I got a DM 2.5 and 3.5 and comparing the two is very different, finishpros seem small and thin and the DMs are thick and chunky and sit well on the wall, i really like the feel and using these heads.
But to be honest i could prob make the finishpros run well now on the mud runner.

If you get some cheap G2s maybe they are worth it, But knowing what i know now spend more get the best, dont double spend on cheapest first.


----------



## McDusty (Oct 12, 2009)

what problem where you having with the goldblatt? where they leaving a big ridge that needed to be sanded out? where they not leaving a very nice feathered edge?


----------



## cazna (Mar 28, 2010)

They were very scratchy for a start, i rubbed the blades a little with some wet and dry sandpaper which helped a lot, the 2inch is a nice little head now and runs well but a bit small, a 2.5 or 3 might be fine, And the bigger 3.8 head is not very high, as in if you sit it down next to another head is lower so when it goes in the corner it feels like the skids, side blades, are to short so it almost wants to tip forward and rock off the blades, But i put the DM bone head in there and it just fits nice, feels nice, flows nice and does a great job,
Its like comparing a tank with a car, the new G2s might be fine. and as i said i begain and screwed up a lot on the goldblatts so when i picked up the DMs i had more of an idea how to run them.


----------



## Kiwiman (Jun 14, 2008)

Sorry to hijack this thread, but do you guy's have problems with the side blades/skids gouging a groove in the flats? or do you topcoat the angles first and then fix the groove when you finish the flats. I'm wondering if it's how the blades are adjusted or if it's to do with how thin the mud is and therefore how much pressure you use. (Northstar heads and box by the way)


----------



## cazna (Mar 28, 2010)

Havent got any grooves, if one does start its usually becouse some gib paper or lumps are stuck behind the blades, i carry a putty knife on me and keep picking it out, Paper builds up on the topblade were it over hangs the skid often and if you dont keep cleaning it out it will turn to tears.
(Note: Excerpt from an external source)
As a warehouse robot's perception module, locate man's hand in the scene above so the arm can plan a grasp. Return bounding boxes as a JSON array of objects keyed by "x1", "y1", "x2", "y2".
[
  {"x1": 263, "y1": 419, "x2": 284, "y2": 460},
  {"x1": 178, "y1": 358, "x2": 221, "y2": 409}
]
If you have a permanent groove then it sounds like a chipped blade?


----------



## Kiwiman (Jun 14, 2008)

cazna said:


> Havent got any grooves, if one does start its usually becouse some gib paper or lumps are stuck behind the blades, i carry a putty knife on me and keep picking it out, Paper builds up on the topblade were it over hangs the skid often and if you dont keep cleaning it out it will turn to tears.
> 
> If you have a permanent groove then it sounds like a chipped blade?


 There's nothing wrong with the blade caz, it's just that the skids dig in to the flats that are already dry, or if I try the 3.5 then top with the 2.5 I get the same thing right down the angle, it must be to do with too much pressure on the box, just curious if anyone else has the same issue.


----------



## cazna (Mar 28, 2010)

Oh I got it now, sorry man i read your post wrong and i was in a rush to get out the door.

And yes my last job i did scratch out the flats with the skids so i am going to finish the corners then box the last coat on the flats on my next one.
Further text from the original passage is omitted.